In base all’analisi condotta dall’agenzia di Rating del gruppo CRIF su un campione di circa 11.000 imprese, emerge che nel settore alimentare il tasso di default si aggira attorno al 4%, mentre in quello agricolo hanno superato il 2%.
Redditività e rischio
Le imprese agroalimentari hanno visto crescere il loro fatturato grazie soprattutto ad una generale crescita del valore prodotto e dell’inflazione, che ha portato le aziende ad un aumento del proprio listino prezzi.
Tuttavia al tempo stesso si è impennata la rischiosità, come riflesso della forte esposizione del comparto all’incremento dei prezzi delle materie prime e dell’energia.

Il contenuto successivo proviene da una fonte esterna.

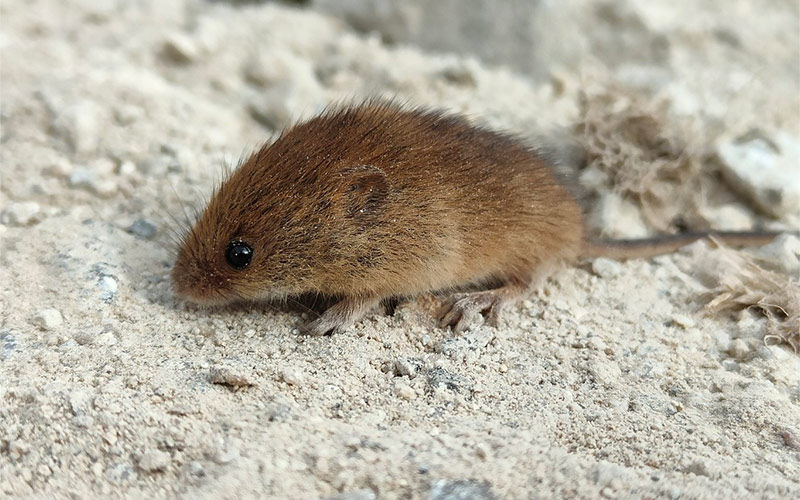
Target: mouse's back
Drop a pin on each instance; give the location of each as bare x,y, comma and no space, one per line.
379,199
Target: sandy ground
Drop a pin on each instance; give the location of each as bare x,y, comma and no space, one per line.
610,382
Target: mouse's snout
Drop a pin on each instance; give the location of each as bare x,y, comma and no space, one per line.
198,283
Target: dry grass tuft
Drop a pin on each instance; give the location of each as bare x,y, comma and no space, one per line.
742,283
643,153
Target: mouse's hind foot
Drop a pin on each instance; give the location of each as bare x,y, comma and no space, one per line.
339,316
461,310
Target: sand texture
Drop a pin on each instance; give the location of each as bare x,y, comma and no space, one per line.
637,379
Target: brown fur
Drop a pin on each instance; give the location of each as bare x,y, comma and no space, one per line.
374,201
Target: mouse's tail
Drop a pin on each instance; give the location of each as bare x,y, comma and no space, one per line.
658,245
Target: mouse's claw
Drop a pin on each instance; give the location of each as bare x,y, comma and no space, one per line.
462,309
339,316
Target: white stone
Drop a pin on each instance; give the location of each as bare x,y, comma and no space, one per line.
765,168
154,461
181,48
21,213
405,391
48,319
783,254
606,268
293,377
79,124
618,218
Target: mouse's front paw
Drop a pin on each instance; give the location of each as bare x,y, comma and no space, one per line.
321,326
339,316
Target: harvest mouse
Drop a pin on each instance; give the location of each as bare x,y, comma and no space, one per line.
375,201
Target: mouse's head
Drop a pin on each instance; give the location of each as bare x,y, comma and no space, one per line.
274,229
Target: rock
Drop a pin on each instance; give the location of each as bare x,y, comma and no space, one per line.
142,228
408,367
783,254
108,288
293,377
226,456
79,124
439,377
94,179
180,48
365,494
606,268
120,473
703,467
8,343
405,391
683,320
730,217
765,169
225,375
154,461
618,218
23,213
461,490
292,92
48,319
738,349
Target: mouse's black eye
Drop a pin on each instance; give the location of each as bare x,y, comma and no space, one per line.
238,254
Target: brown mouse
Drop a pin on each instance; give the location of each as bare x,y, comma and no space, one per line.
375,201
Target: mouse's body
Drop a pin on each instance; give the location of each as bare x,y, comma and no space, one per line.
375,201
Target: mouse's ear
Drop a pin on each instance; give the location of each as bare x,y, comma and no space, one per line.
367,191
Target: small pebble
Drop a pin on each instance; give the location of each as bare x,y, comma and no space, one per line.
405,391
763,166
142,228
179,48
738,349
606,268
224,457
196,469
224,375
154,461
683,320
108,288
365,494
293,377
23,213
80,126
48,319
461,489
782,254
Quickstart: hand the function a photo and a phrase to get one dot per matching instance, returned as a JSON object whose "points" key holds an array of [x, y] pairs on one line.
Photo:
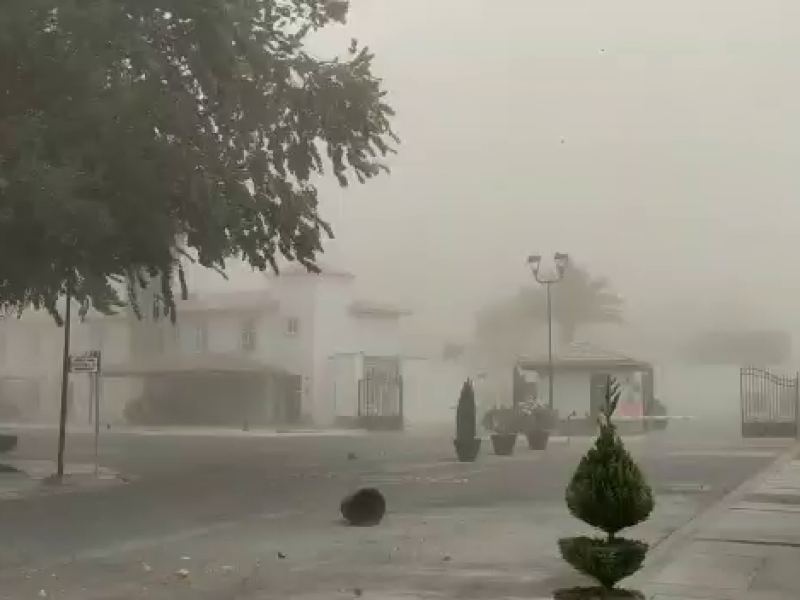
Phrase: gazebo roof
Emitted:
{"points": [[584, 356]]}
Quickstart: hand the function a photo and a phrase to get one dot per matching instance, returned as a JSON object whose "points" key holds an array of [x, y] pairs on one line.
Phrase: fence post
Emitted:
{"points": [[797, 406]]}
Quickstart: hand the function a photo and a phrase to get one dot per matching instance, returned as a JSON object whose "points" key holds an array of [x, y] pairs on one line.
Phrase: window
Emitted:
{"points": [[200, 338], [36, 345], [292, 326], [249, 340], [159, 341]]}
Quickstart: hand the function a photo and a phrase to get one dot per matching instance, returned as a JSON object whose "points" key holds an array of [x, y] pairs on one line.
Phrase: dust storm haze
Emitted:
{"points": [[656, 143]]}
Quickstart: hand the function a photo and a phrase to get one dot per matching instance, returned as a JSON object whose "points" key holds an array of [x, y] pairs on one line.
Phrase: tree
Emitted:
{"points": [[579, 299], [135, 134], [608, 491], [138, 133]]}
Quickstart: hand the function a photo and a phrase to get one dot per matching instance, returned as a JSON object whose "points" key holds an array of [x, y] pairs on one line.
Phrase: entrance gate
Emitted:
{"points": [[769, 403], [380, 402]]}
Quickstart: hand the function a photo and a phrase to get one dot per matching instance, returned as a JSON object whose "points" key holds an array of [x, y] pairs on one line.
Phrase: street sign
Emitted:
{"points": [[88, 362]]}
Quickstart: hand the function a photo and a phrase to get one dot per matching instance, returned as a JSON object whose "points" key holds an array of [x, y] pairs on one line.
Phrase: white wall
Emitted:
{"points": [[430, 391], [345, 371], [570, 392]]}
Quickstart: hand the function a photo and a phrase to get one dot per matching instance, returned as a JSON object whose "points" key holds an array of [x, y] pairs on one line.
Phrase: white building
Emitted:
{"points": [[304, 349]]}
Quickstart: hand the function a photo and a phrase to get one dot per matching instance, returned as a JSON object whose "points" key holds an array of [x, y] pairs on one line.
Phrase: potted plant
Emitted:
{"points": [[609, 492], [537, 423], [467, 443], [503, 423]]}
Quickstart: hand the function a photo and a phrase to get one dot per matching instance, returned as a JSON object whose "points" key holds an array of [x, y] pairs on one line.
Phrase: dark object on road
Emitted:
{"points": [[608, 491], [467, 450], [503, 443], [466, 443], [537, 439], [503, 421], [7, 442], [658, 409], [364, 508], [597, 593]]}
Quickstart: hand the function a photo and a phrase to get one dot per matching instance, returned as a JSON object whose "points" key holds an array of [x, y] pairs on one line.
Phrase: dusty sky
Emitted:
{"points": [[653, 141]]}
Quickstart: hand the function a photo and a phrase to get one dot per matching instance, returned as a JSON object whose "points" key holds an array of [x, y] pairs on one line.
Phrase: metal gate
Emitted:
{"points": [[769, 403], [380, 402]]}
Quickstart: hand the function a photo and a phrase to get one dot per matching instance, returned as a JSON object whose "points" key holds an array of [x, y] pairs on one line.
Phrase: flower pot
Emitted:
{"points": [[597, 593], [503, 443], [467, 449], [537, 439]]}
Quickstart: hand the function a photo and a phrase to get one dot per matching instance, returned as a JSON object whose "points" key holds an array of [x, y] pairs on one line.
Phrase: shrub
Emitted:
{"points": [[465, 413], [608, 491]]}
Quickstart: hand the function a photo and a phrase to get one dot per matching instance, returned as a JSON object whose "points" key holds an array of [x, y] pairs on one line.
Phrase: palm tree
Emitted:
{"points": [[579, 299]]}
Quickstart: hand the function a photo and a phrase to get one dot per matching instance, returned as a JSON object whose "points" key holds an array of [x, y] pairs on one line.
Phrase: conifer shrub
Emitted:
{"points": [[607, 491]]}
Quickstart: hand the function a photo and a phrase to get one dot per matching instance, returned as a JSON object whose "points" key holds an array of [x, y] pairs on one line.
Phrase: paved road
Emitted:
{"points": [[230, 506]]}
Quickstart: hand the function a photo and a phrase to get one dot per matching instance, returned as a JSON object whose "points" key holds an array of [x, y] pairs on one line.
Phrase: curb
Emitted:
{"points": [[665, 550]]}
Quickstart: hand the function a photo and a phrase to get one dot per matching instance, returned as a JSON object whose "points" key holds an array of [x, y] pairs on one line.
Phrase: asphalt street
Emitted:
{"points": [[257, 517]]}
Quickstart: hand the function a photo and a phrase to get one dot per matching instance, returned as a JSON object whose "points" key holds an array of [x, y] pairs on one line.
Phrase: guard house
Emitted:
{"points": [[580, 376]]}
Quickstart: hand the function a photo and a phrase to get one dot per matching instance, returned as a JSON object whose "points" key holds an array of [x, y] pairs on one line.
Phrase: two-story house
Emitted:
{"points": [[304, 349]]}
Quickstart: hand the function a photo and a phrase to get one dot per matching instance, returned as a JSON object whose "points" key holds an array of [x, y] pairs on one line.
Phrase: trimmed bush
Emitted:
{"points": [[608, 491], [465, 413]]}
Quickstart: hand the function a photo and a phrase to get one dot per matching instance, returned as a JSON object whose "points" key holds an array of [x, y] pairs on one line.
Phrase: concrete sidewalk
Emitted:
{"points": [[746, 549], [35, 478]]}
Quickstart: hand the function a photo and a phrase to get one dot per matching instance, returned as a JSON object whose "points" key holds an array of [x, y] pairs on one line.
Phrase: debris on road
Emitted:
{"points": [[364, 508]]}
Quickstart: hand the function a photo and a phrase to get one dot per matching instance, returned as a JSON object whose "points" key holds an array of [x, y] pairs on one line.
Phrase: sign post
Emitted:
{"points": [[89, 363]]}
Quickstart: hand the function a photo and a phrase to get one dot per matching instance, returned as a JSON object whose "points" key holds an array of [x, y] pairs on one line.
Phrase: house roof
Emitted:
{"points": [[582, 355], [236, 302], [298, 270], [206, 362], [257, 300], [362, 308]]}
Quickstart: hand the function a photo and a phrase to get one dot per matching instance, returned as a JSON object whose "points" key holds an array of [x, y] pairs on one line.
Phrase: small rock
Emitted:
{"points": [[364, 508]]}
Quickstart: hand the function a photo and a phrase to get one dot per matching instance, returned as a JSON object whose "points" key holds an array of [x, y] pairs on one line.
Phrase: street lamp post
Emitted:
{"points": [[534, 262]]}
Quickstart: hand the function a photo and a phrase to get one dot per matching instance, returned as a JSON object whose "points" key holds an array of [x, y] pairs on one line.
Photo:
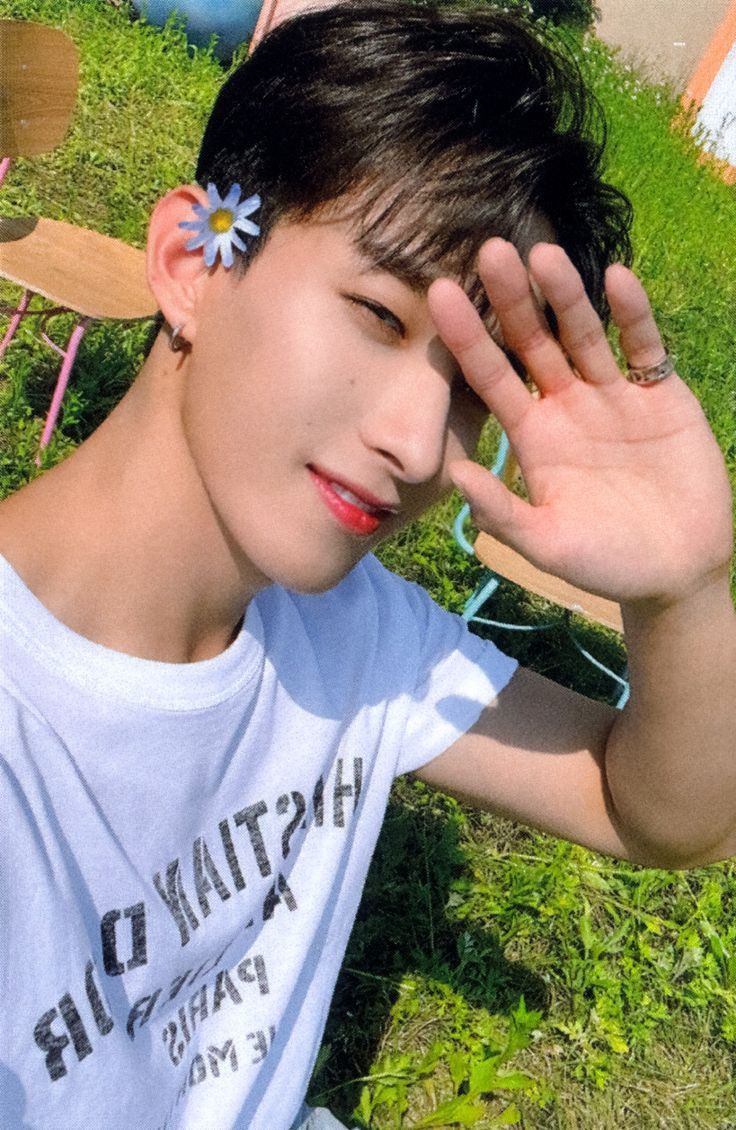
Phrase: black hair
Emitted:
{"points": [[435, 129]]}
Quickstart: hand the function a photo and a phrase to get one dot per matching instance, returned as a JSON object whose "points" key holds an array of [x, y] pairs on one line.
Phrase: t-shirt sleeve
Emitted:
{"points": [[458, 675]]}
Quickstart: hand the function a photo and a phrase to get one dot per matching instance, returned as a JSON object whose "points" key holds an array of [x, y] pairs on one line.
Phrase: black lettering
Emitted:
{"points": [[282, 806], [273, 898], [76, 1027], [174, 896], [258, 1040], [113, 967], [137, 915], [103, 1019], [107, 928], [318, 801], [138, 1013], [198, 1007], [170, 1034], [231, 857], [51, 1043], [250, 817], [224, 979], [206, 876], [343, 790], [218, 1055], [257, 974]]}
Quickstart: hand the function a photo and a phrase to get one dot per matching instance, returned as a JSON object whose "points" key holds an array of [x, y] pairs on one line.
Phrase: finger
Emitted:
{"points": [[525, 328], [580, 329], [484, 365], [640, 339], [496, 510]]}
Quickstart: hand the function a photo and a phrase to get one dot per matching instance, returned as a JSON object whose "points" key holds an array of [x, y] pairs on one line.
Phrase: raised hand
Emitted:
{"points": [[628, 490]]}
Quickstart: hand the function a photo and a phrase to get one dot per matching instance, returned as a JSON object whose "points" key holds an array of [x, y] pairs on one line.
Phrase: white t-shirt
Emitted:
{"points": [[183, 846]]}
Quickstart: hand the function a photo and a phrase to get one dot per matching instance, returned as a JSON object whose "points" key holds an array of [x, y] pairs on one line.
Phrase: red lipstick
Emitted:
{"points": [[356, 512]]}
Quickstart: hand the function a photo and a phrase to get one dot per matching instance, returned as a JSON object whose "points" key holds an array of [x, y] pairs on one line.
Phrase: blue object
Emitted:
{"points": [[232, 20], [491, 581]]}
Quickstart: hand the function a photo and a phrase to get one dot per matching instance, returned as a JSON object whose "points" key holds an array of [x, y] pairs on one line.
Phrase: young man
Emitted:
{"points": [[210, 685]]}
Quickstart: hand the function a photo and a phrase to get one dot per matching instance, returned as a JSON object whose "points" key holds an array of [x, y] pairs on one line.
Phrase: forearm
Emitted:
{"points": [[670, 756]]}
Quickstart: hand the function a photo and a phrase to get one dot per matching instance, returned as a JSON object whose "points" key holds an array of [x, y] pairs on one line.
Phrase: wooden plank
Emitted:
{"points": [[511, 565], [74, 267], [39, 79]]}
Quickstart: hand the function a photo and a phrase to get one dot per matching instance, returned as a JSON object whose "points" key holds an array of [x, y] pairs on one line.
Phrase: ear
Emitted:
{"points": [[175, 276]]}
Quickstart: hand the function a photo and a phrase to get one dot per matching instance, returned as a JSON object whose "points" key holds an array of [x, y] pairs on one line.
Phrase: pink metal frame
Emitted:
{"points": [[67, 355]]}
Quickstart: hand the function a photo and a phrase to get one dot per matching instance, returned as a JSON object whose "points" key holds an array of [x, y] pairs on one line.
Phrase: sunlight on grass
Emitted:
{"points": [[495, 975]]}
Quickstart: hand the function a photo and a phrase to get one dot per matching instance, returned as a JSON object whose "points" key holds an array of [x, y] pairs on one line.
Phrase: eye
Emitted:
{"points": [[382, 314]]}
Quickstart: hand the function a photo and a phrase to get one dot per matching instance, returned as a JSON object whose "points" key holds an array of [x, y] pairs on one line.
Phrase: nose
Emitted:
{"points": [[406, 423]]}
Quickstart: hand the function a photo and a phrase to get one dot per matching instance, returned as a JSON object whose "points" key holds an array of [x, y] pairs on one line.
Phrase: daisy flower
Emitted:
{"points": [[217, 225]]}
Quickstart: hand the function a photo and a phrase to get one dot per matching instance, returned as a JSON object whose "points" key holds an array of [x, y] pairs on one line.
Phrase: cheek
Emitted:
{"points": [[466, 426]]}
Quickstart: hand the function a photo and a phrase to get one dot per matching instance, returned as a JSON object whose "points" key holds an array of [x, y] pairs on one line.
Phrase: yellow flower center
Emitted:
{"points": [[221, 220]]}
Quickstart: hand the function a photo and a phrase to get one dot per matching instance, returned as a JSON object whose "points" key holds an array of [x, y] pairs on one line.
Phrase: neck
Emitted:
{"points": [[121, 542]]}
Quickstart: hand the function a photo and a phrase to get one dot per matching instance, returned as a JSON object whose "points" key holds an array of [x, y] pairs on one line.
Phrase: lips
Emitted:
{"points": [[358, 512]]}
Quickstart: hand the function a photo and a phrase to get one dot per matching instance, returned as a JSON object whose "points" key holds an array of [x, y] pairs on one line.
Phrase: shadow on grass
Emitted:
{"points": [[403, 927]]}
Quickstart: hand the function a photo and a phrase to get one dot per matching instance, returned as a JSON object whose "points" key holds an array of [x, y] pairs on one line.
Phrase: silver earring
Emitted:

L’effetto dell’inflazione dovrebbe continuare a far progredire il fatturato anche nel corso del 2023, ma allo stesso tempo i margini operativi rimarranno sotto pressione.
Un livello di rischio elevato
Se si effettua un confronto tra l’indebitamento delle imprese agroalimentari e quello medio a livello nazionale, si evidenzia un maggiore livello di rischio. Nelle imprese agricole il debito finanziario lordo è quasi 7 volte sopra il margine operativo lordo. Nel settore alimentare questo rapporto scende a 4 volte, ma rimane comunque ben oltre la mediazione.
La ragione di tutto ciò è che durante la pandemia le aziende hanno fatto sempre maggiore richiesta ricorso al credito, accumulando così una grossa massa di debiti.
Il contesto macroeconomico ha impedito che ci fosse un riassetto, dopo il ritorno ai livelli di attività pre pandemia.